Correlation: Correlate the objective style differences (Step 3) with the subjective engagement scores (Step 4). This framework, enabled by J-MAC's structure, can isolate which acoustic features most contribute to perceived performance quality.

This case study demonstrates how J-MAC facilitates causal analysis, moving beyond correlation to understanding the building blocks of expressive speech.

9. Future Applications & Research Directions

Expressive Voice Cloning & Customization: J-MAC's multi-speaker data is ideal for developing few-shot or zero-shot voice adaptation systems that can mimic a speaker's narrative style, not just their timbre.
Disentangled Representation Learning: Future work can use J-MAC to train models that separate content, speaker identity, and expressive style into distinct latent spaces, enabling fine-grained control over synthesis.
Cross-Lingual Audiobook Synthesis: The methodology can be applied to other languages to build similar corpora, enabling research on preserving expressive style in translation or dubbing.
AI-Assisted Content Creation: Integration with large language models (LLMs) could lead to systems that write and perform short stories or personalized audio content in a specific narrator's style.
Accessibility Tools: Generating high-quality, expressive audiobooks on-demand for any digital text, greatly expanding access for visually impaired users.

10. References

J. Shen, et al., "Natural TTS Synthesis by Conditioning WaveNet on Mel Spectrogram Predictions," ICASSP, 2018.
A. Vaswani, et al., "Attention Is All You Need," NeurIPS, 2017.
Y. Ren, et al., "FastSpeech: Fast, Robust and Controllable Text to Speech," NeurIPS, 2019.
A. v. d.
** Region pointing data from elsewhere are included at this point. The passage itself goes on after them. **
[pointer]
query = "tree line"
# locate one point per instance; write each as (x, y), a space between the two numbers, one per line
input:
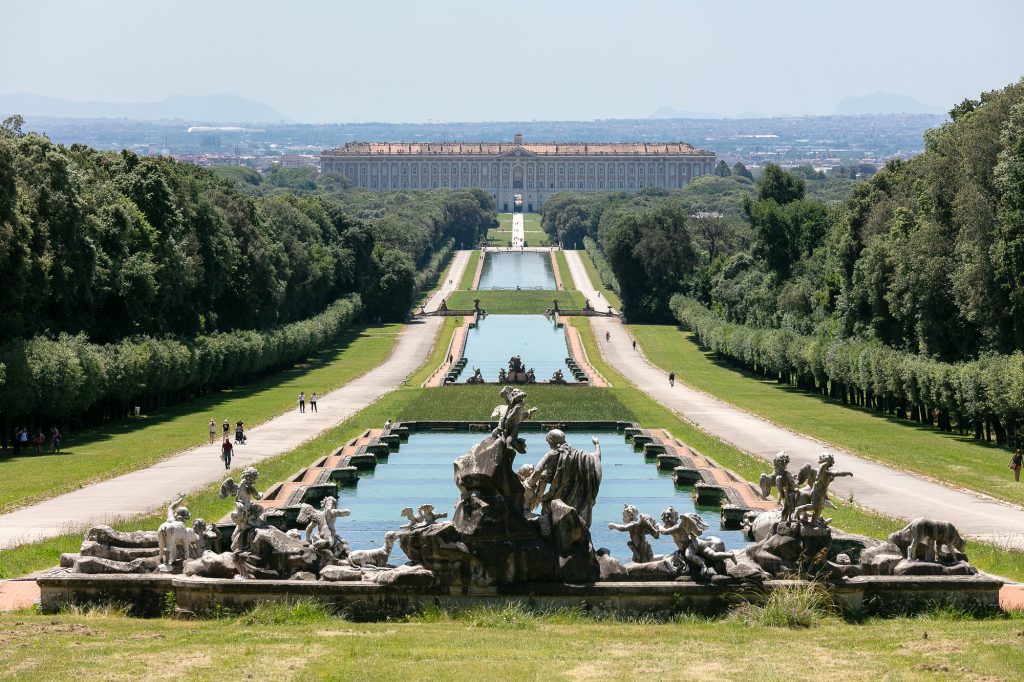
(130, 280)
(983, 397)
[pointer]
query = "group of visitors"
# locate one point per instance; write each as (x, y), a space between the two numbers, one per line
(302, 401)
(24, 440)
(226, 448)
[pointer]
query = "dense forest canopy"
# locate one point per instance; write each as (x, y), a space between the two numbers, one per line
(142, 281)
(925, 256)
(114, 245)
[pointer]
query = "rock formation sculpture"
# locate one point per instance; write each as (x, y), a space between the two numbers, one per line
(639, 526)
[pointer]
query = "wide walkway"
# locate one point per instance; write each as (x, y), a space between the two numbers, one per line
(873, 485)
(145, 489)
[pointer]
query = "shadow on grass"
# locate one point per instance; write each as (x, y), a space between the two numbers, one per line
(824, 399)
(210, 402)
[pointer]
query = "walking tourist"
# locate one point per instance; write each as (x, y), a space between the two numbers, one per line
(225, 453)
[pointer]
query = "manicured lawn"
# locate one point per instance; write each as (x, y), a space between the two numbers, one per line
(135, 442)
(848, 516)
(563, 271)
(306, 643)
(471, 402)
(515, 302)
(595, 281)
(961, 461)
(470, 272)
(437, 354)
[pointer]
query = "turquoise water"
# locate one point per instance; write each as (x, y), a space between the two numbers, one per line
(421, 473)
(526, 269)
(498, 338)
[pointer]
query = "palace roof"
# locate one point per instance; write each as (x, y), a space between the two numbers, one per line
(497, 148)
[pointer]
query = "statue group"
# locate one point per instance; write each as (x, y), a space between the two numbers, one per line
(530, 524)
(516, 373)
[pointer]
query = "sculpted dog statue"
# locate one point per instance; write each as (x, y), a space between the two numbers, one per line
(933, 535)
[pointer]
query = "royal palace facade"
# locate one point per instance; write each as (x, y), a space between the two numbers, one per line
(535, 171)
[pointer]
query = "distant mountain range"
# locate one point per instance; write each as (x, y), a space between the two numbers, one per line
(884, 102)
(877, 102)
(218, 108)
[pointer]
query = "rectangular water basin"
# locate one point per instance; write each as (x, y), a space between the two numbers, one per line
(422, 473)
(523, 269)
(535, 338)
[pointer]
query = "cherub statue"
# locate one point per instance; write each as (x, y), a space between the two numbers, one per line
(248, 516)
(175, 540)
(818, 496)
(781, 479)
(425, 516)
(693, 551)
(323, 521)
(639, 526)
(510, 416)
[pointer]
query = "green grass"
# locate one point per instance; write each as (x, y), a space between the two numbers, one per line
(553, 402)
(563, 271)
(437, 354)
(515, 302)
(470, 272)
(850, 517)
(595, 281)
(961, 461)
(486, 644)
(502, 235)
(135, 442)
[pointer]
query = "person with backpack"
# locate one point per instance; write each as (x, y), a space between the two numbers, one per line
(225, 453)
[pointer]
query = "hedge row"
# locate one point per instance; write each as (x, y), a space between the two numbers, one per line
(983, 396)
(426, 276)
(603, 269)
(67, 375)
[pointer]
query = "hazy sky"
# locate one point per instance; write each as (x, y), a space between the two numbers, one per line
(475, 60)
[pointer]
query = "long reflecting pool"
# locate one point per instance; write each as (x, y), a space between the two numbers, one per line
(526, 269)
(535, 338)
(421, 473)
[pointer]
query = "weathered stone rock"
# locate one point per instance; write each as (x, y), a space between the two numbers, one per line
(659, 569)
(91, 548)
(104, 535)
(915, 567)
(747, 571)
(404, 576)
(211, 564)
(571, 544)
(880, 560)
(611, 569)
(93, 564)
(340, 573)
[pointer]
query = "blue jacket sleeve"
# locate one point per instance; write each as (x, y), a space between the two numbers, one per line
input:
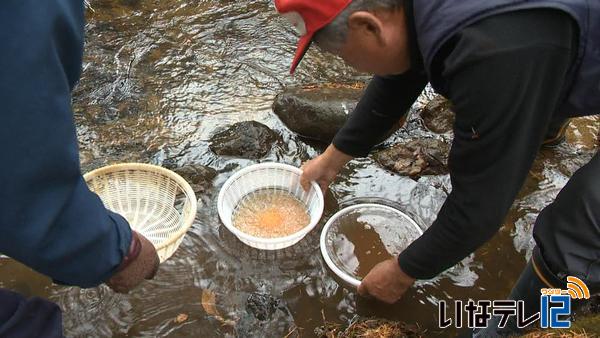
(49, 220)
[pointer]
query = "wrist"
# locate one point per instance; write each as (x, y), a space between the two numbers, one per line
(335, 158)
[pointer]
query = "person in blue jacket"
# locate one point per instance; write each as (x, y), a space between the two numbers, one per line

Oord, et al., "WaveNet: A Generative Model for Raw Audio," arXiv:1609.03499, 2016.
J.-Y. Zhu, et al., "Unpaired Image-to-Image Translation using Cycle-Consistent Adversarial Networks," ICCV, 2017. (CycleGAN)
Y. Wang, et al., "Style Tokens: Unsupervised Style Modeling, Control and Transfer in End-to-End Speech Synthesis," ICML, 2018.
Google AI, "AudioLM: A Language Modeling Approach to Audio Generation," Google Research Blog, 2022.
A. Graves, et al., "Connectionist Temporal Classification: Labelling Unsegmented Sequence Data with Recurrent Neural Networks," ICML, 2006.